Ему бы радоваться, а у него сердце упало.
«И весело им, что уехала, улыбаются, им это ничего!» – думал он, проходя к Татьяне Марковне в кабинет.
– Как я ждала тебя, хотела эстафету посылать! – сказала она с тревожным лицом, выслав Пашутку вон и затворяя кабинет.
Он испугался, ожидая какой-нибудь вести о Вере.
– Что такое случилось!
– Твой друг, Леонтий Иванович…
– Ну?
– Болен.
– Бедный! Что с ним? Я сейчас поеду… Опасно?

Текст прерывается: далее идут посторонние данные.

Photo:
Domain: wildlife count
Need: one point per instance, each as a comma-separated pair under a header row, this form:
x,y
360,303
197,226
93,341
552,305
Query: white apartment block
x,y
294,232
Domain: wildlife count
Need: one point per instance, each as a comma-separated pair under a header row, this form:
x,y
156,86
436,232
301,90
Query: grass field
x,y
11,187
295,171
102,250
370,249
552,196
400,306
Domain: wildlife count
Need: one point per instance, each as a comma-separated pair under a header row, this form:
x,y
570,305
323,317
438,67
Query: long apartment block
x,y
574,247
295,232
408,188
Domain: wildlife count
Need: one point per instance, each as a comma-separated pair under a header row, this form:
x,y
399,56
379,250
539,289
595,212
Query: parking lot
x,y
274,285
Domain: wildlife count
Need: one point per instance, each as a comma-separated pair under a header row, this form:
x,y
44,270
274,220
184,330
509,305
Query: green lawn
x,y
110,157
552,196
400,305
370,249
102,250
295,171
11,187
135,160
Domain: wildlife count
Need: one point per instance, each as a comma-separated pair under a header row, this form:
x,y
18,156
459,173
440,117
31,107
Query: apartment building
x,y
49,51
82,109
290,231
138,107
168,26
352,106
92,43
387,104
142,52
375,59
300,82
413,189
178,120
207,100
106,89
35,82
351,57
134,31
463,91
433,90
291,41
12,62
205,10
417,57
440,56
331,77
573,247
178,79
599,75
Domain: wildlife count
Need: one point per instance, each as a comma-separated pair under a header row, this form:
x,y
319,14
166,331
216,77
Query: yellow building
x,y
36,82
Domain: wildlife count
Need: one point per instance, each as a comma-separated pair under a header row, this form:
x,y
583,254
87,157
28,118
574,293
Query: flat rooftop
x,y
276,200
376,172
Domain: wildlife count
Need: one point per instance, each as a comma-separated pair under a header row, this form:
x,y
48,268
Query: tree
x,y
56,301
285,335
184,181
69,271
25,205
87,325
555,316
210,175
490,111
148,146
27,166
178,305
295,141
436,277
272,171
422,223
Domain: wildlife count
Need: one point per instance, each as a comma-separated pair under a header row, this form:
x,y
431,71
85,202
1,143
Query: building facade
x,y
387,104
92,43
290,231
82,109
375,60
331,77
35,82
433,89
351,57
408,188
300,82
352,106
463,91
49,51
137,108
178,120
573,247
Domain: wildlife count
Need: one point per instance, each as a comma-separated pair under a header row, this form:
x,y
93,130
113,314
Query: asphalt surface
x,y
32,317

– Погоди, я велю лошадь заложить, а пока скажу отчего; в городе уж все знают. Я только для Марфеньки секретничаю. А Вера уж узнала от кого-то…
– Что с ним случилось?
– Жена уехала… – шепотом сказала Татьяна Марковна, нахмурившись, – он и слег. Кухарка его третьего дня и вчера два раза прибегала за тобой…
– Куда уехала?
– С французом, с Шарлем укатила! Того вдруг вызвали в Петербург зачем-то. Ну, вот и она… «Меня, говорит, кстати проводит до Москвы monsieur Charles». И как схитрила: «Хочу, говорит, повидаться с родными в Москве», и выманила у мужа вид для свободного проживания.
– Ну, так что ж за беда? – сказал Райский, – ее сношения с Шарлем не секрет ни для кого,
кроме мужа: посмеются еще, а он ничего не узнает. Она воротится…– Ты не дослушал. Письмо с дороги прислала мужу, где просит забыть ее, говорит, чтоб не ждал, не воротится, что не может жить с ним, зачахнет здесь…
Райский пожал плечами.
– Ах, Боже мой! Ах, дура! – горевал он. – Бедный Леонтий! Мало ей самой было негласного скандала – нет, захотела публичного!.. Сейчас поеду; ах, как мне жаль его!

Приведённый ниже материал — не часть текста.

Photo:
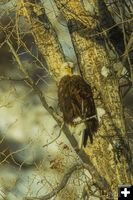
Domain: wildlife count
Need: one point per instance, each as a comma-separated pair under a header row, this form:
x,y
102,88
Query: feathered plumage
x,y
76,100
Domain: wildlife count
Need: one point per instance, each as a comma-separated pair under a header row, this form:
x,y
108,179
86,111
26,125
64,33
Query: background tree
x,y
103,56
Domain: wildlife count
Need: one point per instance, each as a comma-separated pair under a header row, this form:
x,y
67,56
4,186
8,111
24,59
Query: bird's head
x,y
66,69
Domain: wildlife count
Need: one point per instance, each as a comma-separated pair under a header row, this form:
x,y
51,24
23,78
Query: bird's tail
x,y
91,128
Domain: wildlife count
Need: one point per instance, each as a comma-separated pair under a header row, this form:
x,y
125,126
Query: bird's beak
x,y
69,70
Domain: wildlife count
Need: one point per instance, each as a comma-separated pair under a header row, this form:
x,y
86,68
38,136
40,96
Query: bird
x,y
76,102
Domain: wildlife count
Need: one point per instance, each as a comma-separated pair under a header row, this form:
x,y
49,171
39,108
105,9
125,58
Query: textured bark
x,y
44,35
92,57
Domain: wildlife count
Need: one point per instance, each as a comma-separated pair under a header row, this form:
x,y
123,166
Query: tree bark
x,y
110,152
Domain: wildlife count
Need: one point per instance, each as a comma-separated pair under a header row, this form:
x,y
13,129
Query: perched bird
x,y
76,102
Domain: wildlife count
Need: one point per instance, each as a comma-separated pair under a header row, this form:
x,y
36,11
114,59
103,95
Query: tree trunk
x,y
109,152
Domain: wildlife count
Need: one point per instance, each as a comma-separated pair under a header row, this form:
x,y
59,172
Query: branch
x,y
63,183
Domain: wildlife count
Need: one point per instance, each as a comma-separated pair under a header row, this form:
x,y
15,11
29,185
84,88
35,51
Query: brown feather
x,y
76,100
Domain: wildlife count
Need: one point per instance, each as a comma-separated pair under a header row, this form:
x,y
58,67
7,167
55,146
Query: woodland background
x,y
37,155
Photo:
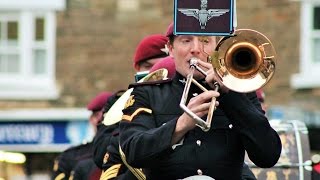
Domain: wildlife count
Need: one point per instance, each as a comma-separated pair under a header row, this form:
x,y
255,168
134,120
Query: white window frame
x,y
26,85
309,74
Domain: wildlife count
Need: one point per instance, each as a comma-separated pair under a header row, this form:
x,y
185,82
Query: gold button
x,y
199,171
106,158
198,142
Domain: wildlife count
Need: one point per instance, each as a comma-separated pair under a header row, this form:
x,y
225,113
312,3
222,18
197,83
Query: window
x,y
309,74
27,49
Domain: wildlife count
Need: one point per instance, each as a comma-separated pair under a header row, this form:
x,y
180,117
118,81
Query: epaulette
x,y
150,83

– И мне жаль, Борюшка. Я хотела сама съездить к нему – у него честная душа, он – как младенец! Бог дал ему ученость, да остроты не дал… закопался в свои книги! У кого он там на руках!.. Да вот что: если за ним нет присмотру, перевези его сюда – в старом доме пусто, кроме Вериной комнаты… Мы его там пока поместим… Я на случай велела приготовить две комнаты.
– Что вы за женщина, бабушка! я только что подумал, а вы уж и велели!..
Он пошел на минуту к себе. Там нашел он письма из Петербурга, между ними одно от Аянова, своего приятеля и партнера Надежды Васильевны и Анны Васильевны Пахотиных, в ответ на несколько своих писем к нему, в которых просил известий о Софье Беловодовой, а потом забыл.
Он вскрыл письмо и увидал, что Аянов пишет, между прочим, о ней, отвечая на его письмо.
«Когда опомнился! – подумал он, – тогда у меня еще было свежо воспоминание о ней, а теперь я и лицо ее забыл! Теперь даже Секлетея Бурдалахова интереснее для меня, потому только, что напоминает Веру!»
Он не читал писем, не вскрыл журналов и поехал к Козлову. Ставни серого домика были закрыты, и Райский едва достучался, чтоб отперли ему двери.
Он прошел прихожую, потом залу и остановился у кабинета, не зная, постучать или войти прямо.
Дверь вдруг тихо отворилась, перед ним явился Марк Волохов, в женском капоте и в туфлях Козлова, нечесаный, с невыспавшимся лицом, бледный, худой, с злыми глазами, как будто его всего передернуло.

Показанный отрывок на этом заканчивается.